Among the many things Phoenix is discussing today, sources say, is dealing Mirza Teletovic to Milwaukee. But the Bucks’ largest trade exception is agonizingly too small ($5.2 million) to absorb Teletovic’s $5.5 million salary, so any deal would have to involve players from both teams.
A potential solution: Milwaukee uses the trade exception to acquire a player and then flips that player for Teletovic.
Teams can accept up to a trade exception’s value plus $100,000 when using that exception.
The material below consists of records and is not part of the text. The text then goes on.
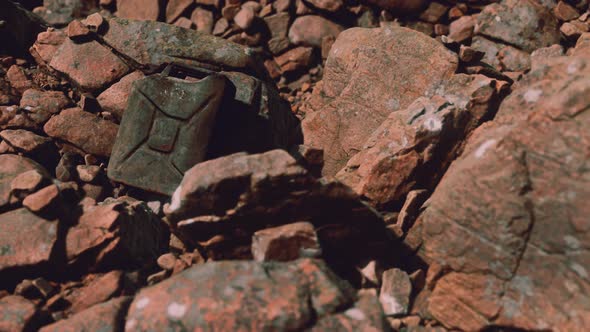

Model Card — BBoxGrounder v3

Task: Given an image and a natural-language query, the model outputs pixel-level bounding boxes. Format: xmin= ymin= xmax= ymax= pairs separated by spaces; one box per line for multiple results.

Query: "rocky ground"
xmin=0 ymin=0 xmax=590 ymax=332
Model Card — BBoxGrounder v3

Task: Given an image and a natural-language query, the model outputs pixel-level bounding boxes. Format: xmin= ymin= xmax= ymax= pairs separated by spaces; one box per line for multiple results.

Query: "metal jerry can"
xmin=108 ymin=66 xmax=227 ymax=195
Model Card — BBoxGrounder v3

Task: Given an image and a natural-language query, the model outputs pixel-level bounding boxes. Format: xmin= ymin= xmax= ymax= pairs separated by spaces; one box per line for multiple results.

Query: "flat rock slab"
xmin=302 ymin=27 xmax=458 ymax=175
xmin=125 ymin=259 xmax=355 ymax=331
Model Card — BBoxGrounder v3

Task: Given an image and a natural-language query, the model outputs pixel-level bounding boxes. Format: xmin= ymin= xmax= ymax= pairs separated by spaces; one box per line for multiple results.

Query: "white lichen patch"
xmin=475 ymin=139 xmax=497 ymax=159
xmin=523 ymin=89 xmax=543 ymax=103
xmin=166 ymin=302 xmax=187 ymax=319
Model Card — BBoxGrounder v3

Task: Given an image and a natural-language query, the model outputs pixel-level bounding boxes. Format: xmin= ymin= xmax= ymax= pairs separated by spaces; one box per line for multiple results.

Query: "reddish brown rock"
xmin=125 ymin=260 xmax=354 ymax=331
xmin=117 ymin=0 xmax=160 ymax=21
xmin=43 ymin=108 xmax=119 ymax=157
xmin=411 ymin=57 xmax=590 ymax=330
xmin=0 ymin=208 xmax=57 ymax=276
xmin=0 ymin=295 xmax=39 ymax=331
xmin=39 ymin=296 xmax=133 ymax=332
xmin=0 ymin=154 xmax=47 ymax=207
xmin=302 ymin=27 xmax=458 ymax=175
xmin=289 ymin=15 xmax=344 ymax=47
xmin=475 ymin=0 xmax=560 ymax=53
xmin=96 ymin=71 xmax=144 ymax=120
xmin=252 ymin=222 xmax=321 ymax=262
xmin=49 ymin=39 xmax=129 ymax=91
Non-taxpayers like the Bucks can accept up to 150% of a player’s salary plus $100,000 when trading him.
A few expendable players on expiring contracts have salaries that could facilitate such a deal:
- Thunder’s Steve Novak
- Grizzlies’ Chris Andersen
- Trail Blazers’ Chris Kaman
For a couple reasons, Novak makes the most sense.
1. Oklahoma City, over the luxury-tax line, might even send out a positive asset in the deal to unload Novak. Memphis might just give away Anderson rather than pay him, though he could provide center depth with Marc Gasol sidelined. Portland is under the salary floor, so it has little incentive to move Kaman unless it precedes another salary-adding trade.
2. Novak is the lowest paid of the three, which would please the Suns.
But there are still other questionable aspects of this deal.
The Bucks have a full roster of 15 players. Who would they drop to add Teletovic (via another player first)?
And why do they want to trade for an expiring contract? Milwaukee is 22-32 – 5.5 games and five teams from playoff position. This team is more than a decent stretch four from entering the postseason race.
Plus, the Bucks wouldn’t have a meaningful inside track to re-sign Teletovic. He’d be a Non-Bird free agent, and Milwaukee could exceed the cap to re-sign him starting at $6.6 million (120% of his previous salary). In the meantime, he’d also count $6.6 million against the cap until signed or renounced. The Bucks project to have plenty of cap room, anyway, meaning they could just sign him no matter where he ends the season.
Teletovic’s shooting could help Milwaukee’s younger players develop the rest of the season with improved spacing, and it could help Kidd determine how players fit going forward. Playing for the Bucks for the rest of the season might even help convince Teletovic to sign with Milwaukee in the summer.
That all has value.
But enough to surrender an asset that convinces Phoenix to deal him and outbids other potential suitors?